= Antey Concern =

Company based in Moscow, Russia

Antey Concern (НПО Антей) was a defense industry company based in Moscow, Russia. In 2002 it was merged with NPO Almaz to form Almaz-Antey.

The Antey Concern specialized in the production of high-performance surface-to-air missile systems and sophisticated radio-engineering products. Antey produced the S-300V (SA-12) long-range anti-aircraft, anti-missile system and the Tor (SA-15) short-range battlefield system. Antey also specialized in the development and production of commercial refrigeration equipment, domestic radio electronic devices, and consumer goods.

The Concern comprised two scientific research institutes and several large plants, including the Scientific Research Institute of Electromechanics (NIIEhM) and a machinery production plant in Volzhsk (Volzhskprodmash) that specialized in a wide range of refrigeration installations.
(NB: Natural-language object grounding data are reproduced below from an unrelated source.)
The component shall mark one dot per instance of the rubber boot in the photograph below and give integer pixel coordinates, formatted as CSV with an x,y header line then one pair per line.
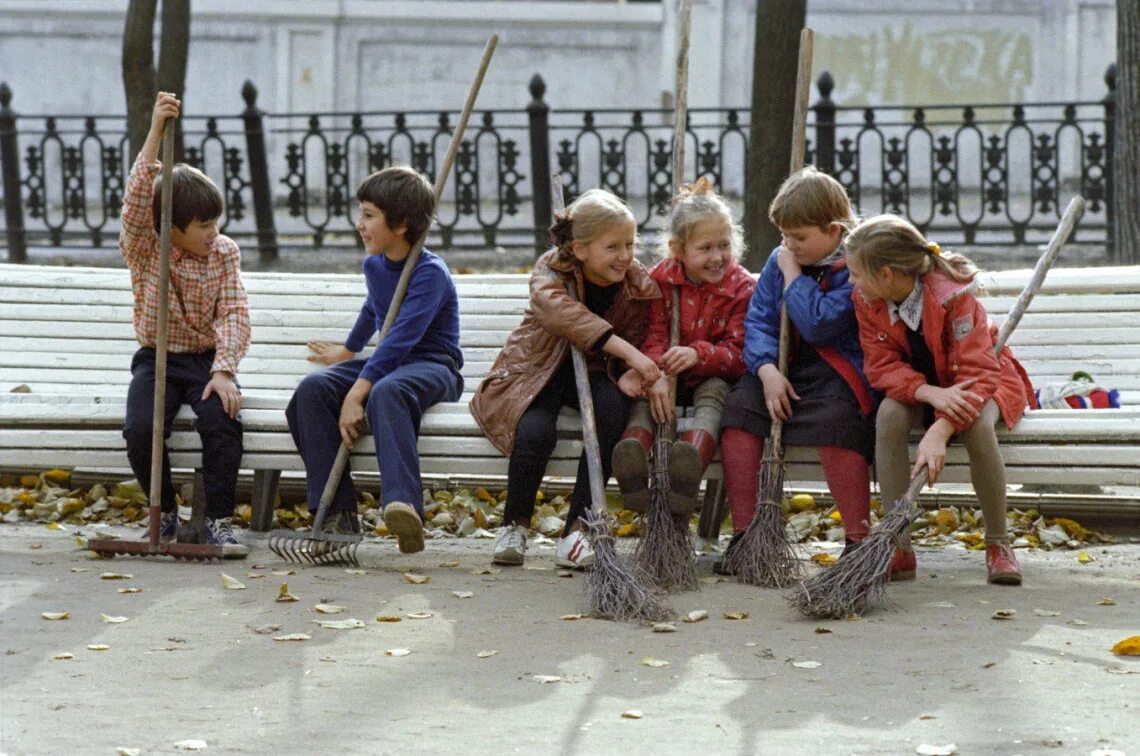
x,y
630,468
689,457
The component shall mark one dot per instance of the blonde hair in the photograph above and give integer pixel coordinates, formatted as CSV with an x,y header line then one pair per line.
x,y
587,218
697,202
893,242
811,197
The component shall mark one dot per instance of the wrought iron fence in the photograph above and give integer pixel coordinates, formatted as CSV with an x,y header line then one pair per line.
x,y
990,173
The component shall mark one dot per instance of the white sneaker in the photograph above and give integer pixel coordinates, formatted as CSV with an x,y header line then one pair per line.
x,y
511,546
573,551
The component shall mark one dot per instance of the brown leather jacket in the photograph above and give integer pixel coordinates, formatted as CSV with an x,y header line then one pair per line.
x,y
536,349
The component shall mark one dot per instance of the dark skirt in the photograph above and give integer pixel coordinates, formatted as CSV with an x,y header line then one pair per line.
x,y
827,413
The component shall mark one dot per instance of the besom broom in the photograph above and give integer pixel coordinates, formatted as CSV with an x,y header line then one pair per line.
x,y
317,546
858,580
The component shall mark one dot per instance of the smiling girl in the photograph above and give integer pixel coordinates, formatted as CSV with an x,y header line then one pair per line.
x,y
519,401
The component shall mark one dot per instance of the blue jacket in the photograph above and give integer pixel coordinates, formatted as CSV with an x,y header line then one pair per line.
x,y
822,315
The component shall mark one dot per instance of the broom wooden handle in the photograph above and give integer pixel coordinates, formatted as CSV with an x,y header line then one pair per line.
x,y
1065,229
401,286
798,147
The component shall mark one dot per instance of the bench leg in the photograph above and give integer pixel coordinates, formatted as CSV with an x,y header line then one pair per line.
x,y
265,498
708,527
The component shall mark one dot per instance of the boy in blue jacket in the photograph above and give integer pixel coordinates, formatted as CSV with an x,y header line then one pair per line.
x,y
415,366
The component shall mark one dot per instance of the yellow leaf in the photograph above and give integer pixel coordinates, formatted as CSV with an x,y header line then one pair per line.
x,y
1129,647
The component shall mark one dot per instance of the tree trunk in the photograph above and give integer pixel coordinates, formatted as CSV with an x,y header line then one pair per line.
x,y
774,63
1126,144
173,51
138,70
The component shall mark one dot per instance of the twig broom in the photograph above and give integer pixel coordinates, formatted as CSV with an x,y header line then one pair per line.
x,y
765,555
858,580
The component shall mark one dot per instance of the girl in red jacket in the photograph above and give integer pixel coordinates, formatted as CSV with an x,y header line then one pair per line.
x,y
713,290
929,347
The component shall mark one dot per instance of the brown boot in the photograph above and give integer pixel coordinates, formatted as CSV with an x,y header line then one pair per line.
x,y
689,457
630,468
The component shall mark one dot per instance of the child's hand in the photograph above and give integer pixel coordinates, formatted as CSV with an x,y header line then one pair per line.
x,y
165,106
326,352
933,450
222,384
351,422
660,400
677,359
778,392
963,406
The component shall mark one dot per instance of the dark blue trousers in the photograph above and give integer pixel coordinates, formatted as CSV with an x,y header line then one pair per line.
x,y
187,376
395,407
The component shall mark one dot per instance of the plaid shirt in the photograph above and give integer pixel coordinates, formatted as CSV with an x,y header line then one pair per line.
x,y
209,308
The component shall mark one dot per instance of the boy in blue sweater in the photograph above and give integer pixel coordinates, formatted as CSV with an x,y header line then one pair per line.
x,y
415,366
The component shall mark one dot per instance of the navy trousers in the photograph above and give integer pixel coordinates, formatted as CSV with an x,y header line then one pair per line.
x,y
393,409
187,376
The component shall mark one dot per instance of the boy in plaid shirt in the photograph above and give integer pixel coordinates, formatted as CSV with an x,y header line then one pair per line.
x,y
209,330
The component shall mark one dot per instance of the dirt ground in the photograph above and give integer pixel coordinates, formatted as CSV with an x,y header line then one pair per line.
x,y
189,664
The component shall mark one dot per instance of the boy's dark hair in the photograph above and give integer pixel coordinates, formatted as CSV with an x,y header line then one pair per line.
x,y
195,197
405,197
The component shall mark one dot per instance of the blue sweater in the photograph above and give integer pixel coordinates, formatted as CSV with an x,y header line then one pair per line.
x,y
822,318
428,324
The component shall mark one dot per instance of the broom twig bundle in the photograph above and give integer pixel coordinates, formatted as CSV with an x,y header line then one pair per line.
x,y
858,580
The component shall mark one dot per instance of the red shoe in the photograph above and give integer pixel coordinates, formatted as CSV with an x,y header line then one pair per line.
x,y
1001,565
903,565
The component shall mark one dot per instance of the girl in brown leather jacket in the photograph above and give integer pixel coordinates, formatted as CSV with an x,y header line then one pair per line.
x,y
519,401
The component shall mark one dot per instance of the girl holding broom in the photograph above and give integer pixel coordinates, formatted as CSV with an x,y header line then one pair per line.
x,y
824,400
518,403
700,260
929,346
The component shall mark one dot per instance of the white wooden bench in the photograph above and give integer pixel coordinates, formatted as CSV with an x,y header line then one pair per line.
x,y
66,339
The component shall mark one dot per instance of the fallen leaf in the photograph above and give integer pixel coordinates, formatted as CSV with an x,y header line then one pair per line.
x,y
340,624
1129,647
231,584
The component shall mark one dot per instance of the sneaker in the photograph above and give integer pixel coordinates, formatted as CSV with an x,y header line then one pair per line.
x,y
405,523
511,546
718,566
573,551
220,533
1001,565
903,565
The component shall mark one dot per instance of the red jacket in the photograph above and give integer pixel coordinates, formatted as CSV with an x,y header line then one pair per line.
x,y
711,320
960,336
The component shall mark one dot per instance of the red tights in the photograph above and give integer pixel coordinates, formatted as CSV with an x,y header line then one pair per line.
x,y
846,471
Antey also reportedly included a co-located plant that produced printed circuits and other electronic products on an experimental scale.

== History ==
NPO Antey at the time of its creation in 1983 consisted of three enterprises:

- Scientific Research Electromechanical Institute (Moscow)
- Strela Research Institute (Tula)
- Arsenal Plant (Tula)

In 1988 the NPO Antey already included nine enterprises, including the Izhevsk Electromechanical Plant and the Mari Machine-Building Plant.

In 1991 due to changes in legislation the NPO Antey was transformed into the Antey Concern.
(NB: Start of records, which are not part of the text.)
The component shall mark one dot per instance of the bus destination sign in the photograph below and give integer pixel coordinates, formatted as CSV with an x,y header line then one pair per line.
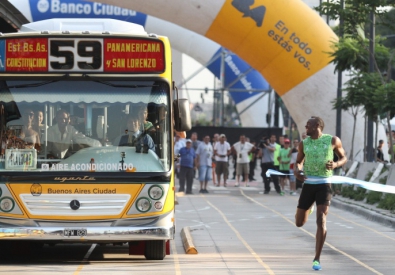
x,y
88,55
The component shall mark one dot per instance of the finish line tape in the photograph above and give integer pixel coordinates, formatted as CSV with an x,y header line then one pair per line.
x,y
343,180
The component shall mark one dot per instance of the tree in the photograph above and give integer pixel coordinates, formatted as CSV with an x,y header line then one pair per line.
x,y
370,90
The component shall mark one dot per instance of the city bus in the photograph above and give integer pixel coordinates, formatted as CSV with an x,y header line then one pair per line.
x,y
88,110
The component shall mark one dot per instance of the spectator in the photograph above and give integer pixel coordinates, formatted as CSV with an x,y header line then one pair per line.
x,y
214,141
242,149
380,154
28,134
187,166
292,180
253,156
39,126
222,151
195,144
204,155
284,160
267,155
277,151
178,144
135,137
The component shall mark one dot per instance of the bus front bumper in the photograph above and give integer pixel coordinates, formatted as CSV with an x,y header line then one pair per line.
x,y
87,234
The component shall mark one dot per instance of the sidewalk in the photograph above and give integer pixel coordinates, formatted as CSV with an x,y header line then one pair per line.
x,y
370,212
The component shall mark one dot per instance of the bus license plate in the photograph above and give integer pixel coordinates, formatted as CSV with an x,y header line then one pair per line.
x,y
75,232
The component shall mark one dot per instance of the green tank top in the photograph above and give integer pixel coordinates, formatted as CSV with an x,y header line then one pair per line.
x,y
317,153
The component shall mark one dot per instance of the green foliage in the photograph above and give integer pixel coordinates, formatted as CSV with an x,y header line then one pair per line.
x,y
368,175
354,13
373,197
388,202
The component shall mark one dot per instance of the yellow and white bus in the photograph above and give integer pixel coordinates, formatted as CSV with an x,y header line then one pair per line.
x,y
87,114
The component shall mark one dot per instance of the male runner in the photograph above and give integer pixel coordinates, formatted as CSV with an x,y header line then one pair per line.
x,y
315,156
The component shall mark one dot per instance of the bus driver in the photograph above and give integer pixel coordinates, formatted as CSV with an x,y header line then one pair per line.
x,y
62,136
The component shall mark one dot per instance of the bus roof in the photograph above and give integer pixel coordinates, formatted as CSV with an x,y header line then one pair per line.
x,y
84,24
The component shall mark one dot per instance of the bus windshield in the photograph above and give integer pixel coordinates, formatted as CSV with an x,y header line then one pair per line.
x,y
95,125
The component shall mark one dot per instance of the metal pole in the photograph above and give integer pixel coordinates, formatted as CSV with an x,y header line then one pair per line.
x,y
339,83
222,113
369,145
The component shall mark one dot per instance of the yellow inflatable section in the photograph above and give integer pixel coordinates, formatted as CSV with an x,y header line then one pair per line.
x,y
283,39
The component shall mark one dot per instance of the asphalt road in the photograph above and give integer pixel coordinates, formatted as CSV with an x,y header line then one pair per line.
x,y
236,230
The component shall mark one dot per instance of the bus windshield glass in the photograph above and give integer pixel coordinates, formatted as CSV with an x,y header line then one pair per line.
x,y
90,125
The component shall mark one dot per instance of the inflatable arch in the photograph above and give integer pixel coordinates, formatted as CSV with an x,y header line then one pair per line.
x,y
284,40
238,73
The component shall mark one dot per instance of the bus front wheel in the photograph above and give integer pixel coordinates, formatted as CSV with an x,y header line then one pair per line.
x,y
155,250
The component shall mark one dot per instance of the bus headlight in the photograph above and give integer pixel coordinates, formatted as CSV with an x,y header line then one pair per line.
x,y
143,204
155,192
6,204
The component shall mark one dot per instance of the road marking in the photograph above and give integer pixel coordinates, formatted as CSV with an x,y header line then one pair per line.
x,y
85,259
253,253
363,226
312,235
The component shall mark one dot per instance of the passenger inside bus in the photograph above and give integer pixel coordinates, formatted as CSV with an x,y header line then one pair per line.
x,y
148,126
28,134
63,138
39,126
134,136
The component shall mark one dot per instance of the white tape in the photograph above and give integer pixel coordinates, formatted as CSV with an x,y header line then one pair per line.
x,y
345,180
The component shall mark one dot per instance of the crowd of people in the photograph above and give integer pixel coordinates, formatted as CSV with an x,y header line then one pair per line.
x,y
310,164
209,160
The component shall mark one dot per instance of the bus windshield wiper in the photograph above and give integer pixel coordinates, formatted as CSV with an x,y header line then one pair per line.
x,y
37,84
118,85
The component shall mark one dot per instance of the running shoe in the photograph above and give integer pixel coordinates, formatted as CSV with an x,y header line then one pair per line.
x,y
311,209
316,265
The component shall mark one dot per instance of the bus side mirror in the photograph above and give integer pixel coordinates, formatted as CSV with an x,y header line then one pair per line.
x,y
182,115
By Decree of the Government of Russia dated December 01, 1994 No.1309, on the basis of the Antey Concern, it was created OJSC Industrial company Antey Concern with the consolidation of 100% of its shares in federal ownership. The group already consisted of fifteen enterprises.

В 2002 году была начата реализация ФЦП «Реформирование и развитие оборонно-промышленного комплекса (2002—2006 годы)», в основу которой положено образование вертикально-интегрированных структур из числа предприятий оборонно-промышленного комплекса России.
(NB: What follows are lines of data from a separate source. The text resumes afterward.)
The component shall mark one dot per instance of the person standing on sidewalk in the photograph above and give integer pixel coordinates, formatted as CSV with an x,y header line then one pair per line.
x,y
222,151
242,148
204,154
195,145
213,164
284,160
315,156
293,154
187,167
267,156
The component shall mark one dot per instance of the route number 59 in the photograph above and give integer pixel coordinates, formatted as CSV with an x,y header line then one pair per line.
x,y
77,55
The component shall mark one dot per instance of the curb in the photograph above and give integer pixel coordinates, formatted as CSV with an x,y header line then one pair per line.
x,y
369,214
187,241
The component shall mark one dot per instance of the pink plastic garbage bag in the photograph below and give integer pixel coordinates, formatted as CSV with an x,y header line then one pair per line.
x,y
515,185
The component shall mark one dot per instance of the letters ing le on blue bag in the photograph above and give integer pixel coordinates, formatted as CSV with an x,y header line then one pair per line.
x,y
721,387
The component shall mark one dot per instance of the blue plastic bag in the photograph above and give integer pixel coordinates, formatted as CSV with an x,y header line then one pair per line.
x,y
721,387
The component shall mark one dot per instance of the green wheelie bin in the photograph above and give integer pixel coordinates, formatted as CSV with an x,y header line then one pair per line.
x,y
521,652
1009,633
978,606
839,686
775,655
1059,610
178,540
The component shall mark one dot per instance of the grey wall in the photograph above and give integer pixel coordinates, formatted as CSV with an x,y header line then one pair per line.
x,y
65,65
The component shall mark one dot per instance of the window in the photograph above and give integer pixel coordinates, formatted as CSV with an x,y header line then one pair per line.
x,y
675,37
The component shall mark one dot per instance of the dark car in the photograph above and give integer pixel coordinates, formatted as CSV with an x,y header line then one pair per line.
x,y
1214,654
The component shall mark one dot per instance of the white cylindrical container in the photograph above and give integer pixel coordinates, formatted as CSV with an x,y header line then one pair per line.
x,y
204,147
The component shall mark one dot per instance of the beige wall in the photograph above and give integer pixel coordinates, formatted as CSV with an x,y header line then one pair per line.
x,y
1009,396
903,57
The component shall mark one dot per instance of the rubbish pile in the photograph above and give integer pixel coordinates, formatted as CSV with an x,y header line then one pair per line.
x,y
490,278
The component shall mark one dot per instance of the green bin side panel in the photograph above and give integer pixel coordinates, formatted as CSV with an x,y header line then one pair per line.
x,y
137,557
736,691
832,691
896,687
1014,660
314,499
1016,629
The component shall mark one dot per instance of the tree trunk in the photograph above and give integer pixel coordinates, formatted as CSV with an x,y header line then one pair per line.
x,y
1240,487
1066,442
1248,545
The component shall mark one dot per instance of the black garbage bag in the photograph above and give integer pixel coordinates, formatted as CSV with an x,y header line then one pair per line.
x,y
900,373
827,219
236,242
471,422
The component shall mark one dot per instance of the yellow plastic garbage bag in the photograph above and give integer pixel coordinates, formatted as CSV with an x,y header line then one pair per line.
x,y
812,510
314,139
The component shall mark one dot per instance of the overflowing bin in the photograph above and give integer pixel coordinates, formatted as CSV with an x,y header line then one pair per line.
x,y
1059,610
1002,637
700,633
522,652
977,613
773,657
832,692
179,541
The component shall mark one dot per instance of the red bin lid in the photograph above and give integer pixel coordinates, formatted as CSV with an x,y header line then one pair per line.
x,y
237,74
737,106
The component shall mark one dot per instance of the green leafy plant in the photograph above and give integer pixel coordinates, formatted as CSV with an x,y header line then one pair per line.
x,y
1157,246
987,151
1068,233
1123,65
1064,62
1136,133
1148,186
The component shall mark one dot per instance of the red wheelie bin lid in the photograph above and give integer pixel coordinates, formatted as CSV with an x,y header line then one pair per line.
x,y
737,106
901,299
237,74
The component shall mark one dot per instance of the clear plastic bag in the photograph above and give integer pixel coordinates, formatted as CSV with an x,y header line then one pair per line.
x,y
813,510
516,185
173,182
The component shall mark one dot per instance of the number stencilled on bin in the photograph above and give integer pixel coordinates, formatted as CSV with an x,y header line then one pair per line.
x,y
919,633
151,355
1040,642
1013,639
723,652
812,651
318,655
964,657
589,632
In 2002, the Federal Target Program "Reforming and Development of the military-industrial complex (2002-2006)" was launched, which is based on the formation of vertically integrated structures from among the enterprises of the Russian military-industrial complex.

By Decree of the President of the Russian Federation No.412 dated April 23, 2002, JSC Industrial Company Concern Antey was further expanded by merging with NPO Almaz and other enterprises and renamed Almaz-Antey Corporation. It includes forty-six industrial and research enterprises and organizations.